Do Something Relaxing
Go get a massage. Pet an animal. Stress-pull out all of your eyebrow hairs. Turn your sh*tty news into a stand-up routine that you give to yourself while wearing a face-mask for way more than the recommended time. Come up with creative lies to tell your family when they ask if you found out the big news yet like “actually the office was swallowed up by a sinkhole. Tragedy. Don’t Google it”. Clean out your closet and bury yourself under all the winter clothes from five years ago that you’ll never wear again but they remind you of a happier time when you were full of promise and opportunity and the world was at your feet and your student loans payments or low alcohol tolerance hadn’t kicked in yet and cry yourself to sleep.

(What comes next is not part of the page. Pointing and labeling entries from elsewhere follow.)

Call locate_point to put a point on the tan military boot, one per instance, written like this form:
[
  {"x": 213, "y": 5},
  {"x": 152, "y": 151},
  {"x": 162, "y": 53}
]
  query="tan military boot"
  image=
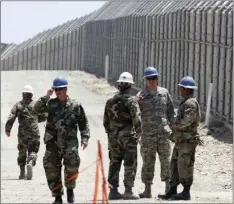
[
  {"x": 129, "y": 195},
  {"x": 29, "y": 170},
  {"x": 22, "y": 172},
  {"x": 115, "y": 194},
  {"x": 147, "y": 192}
]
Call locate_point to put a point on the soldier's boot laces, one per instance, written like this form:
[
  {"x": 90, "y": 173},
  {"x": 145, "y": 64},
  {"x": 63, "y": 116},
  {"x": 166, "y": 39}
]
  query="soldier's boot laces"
[
  {"x": 184, "y": 195},
  {"x": 147, "y": 192},
  {"x": 58, "y": 200},
  {"x": 29, "y": 170},
  {"x": 172, "y": 191},
  {"x": 22, "y": 172},
  {"x": 114, "y": 194},
  {"x": 129, "y": 195},
  {"x": 70, "y": 196}
]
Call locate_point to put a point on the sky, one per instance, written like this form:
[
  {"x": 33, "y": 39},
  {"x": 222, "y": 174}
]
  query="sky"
[{"x": 25, "y": 19}]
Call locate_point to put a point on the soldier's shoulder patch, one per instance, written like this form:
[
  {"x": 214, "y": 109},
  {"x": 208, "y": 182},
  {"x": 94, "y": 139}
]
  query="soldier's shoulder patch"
[
  {"x": 53, "y": 103},
  {"x": 162, "y": 90},
  {"x": 75, "y": 103},
  {"x": 191, "y": 102}
]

It’s so easy to spiral when you receive bad news. Suddenly one break-up means that love is dead. One job rejection means that your liberal arts degree is maybe not as valuable as the brochure promised. Getting moved off that project means that you were totally right, everyone does hate you, your Imposter’s Syndrome is legitimate, and Janet from Marketing totally is plotting for your role, that betch! But it’s important to ground yourself and think positively……that maybe if you spiral enough and become SO FRANTIC AND ANXIETY-RIDDEN, you’ll be the first documented medical case of someone overthinking themselves into a ten-day coma where you then wake up skinnier and fully-rested!
Connect with Nature
Ahhh, yes, when confronted with bad news, it’s important to connect with something eternal and enduring, like beautiful forests and beaches. Like those are going anywhere! As Henry David Thoreau once said “there are moments when all anxiety and stated toil are becalmed in the infinite leisure and repose of nature“. Though people often miss the ending of that quote in which he said “I super hope that my descendants don’t eff it up with unsustainable development practices that cause a climate crisis that threatens all sources of food supply, coastline communities, and future generations’ survival but ya know if they do, they at least do everything they could to reverse it and listen to scientists and not ignore it to complain about “libtards”“.
Rethink Your Options
It’s been said that disappointment is just a re-directioning. It’s time to pivot and take another road! Maybe that means aggressively applying to reality TV shows on Bravo as a “sassy over-weight devil’s advocate”. Maybe it’s time to finally to open up your dream Etsy account selling art that reimagines the Disney Princesses as the Queer Eye cast. Maybe this whole thing was just the universe telling you to Give Up And Go To Law School, Maggie!!!!!!!!!!!!
Jokes aside, whatever you’re going through, it sucks. It sucks so bad. Your heart feels like it was stomped on, your ego feels like you farted in front of your high school crush, and your self-esteem is as low as your understanding of how to file taxes.
But you’re going to be okay. I promise.